Russian President Vladimir Putin signed into law a bill that officially incorporated Crimea into the Russian Federation on March 21.

The move was opposed by the U.S., European Union and the United Nations. 

Lavrov also blamed the U.S. and the EU for the tensions in Ukraine, saying "they directly support the coup d'etat,” referring to the Maidan protests in 2013, which ended the power of Moscow-backed former president Viktor Yanukovych after he refused to sign a deal to have closer ties with the EU.

The Russian foreign minister spoke cautiously about the recent diplomatic initiative of Germany and France to stop violence in eastern Ukraine.

“Russia will be committed to peace. We are against combats. We would like to see withdrawal of the weapons.  We would like to see direct negotiations between Kiev and Donetsk, within the framework of territorial integrity,” Lavrov said.

German Chancellor Angela Merkel and French President Francois Hollande held talks with Putin Friday about halting the violence in eastern Ukraine, yet failed to broker a cease-fire deal following their long discussions. They agreed to continue discussions on the German-French proposal.
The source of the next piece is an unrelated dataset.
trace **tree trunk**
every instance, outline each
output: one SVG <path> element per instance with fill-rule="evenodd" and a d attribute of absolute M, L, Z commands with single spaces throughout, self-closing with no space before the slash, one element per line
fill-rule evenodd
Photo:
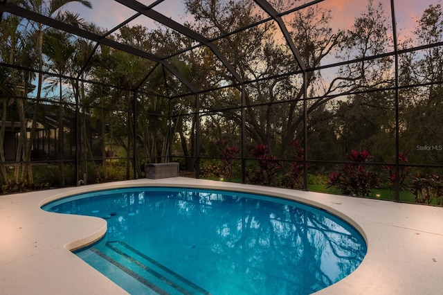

Merkel continued her efforts Sunday for a cease-fire deal between the conflicting parties.

In a telephone conference with the leaders of Russia, Ukraine and France, she discussed the possibility of a leaders summit in Minsk on Wednesday, government spokesman Steffen Seibert said in a statement.

He underlined that diplomats from four countries would negotiate in Berlin Monday a package of measures towards a cease-fire, with the goal of an agreement to make this leaders summit possible.

U.S. and European leaders accuse Russia of supporting the conflict with arms and ammunition, while Russia says the U.S. and EU have deliberately destabilized Ukraine to expand the west's military presence in Eastern Europe through NATO.

More than 5,300 people have been killed and 12,200 others injured in eastern Ukraine since mid-April last year in the ongoing conflict, according to the U.N. High Commissioner for Human Rights.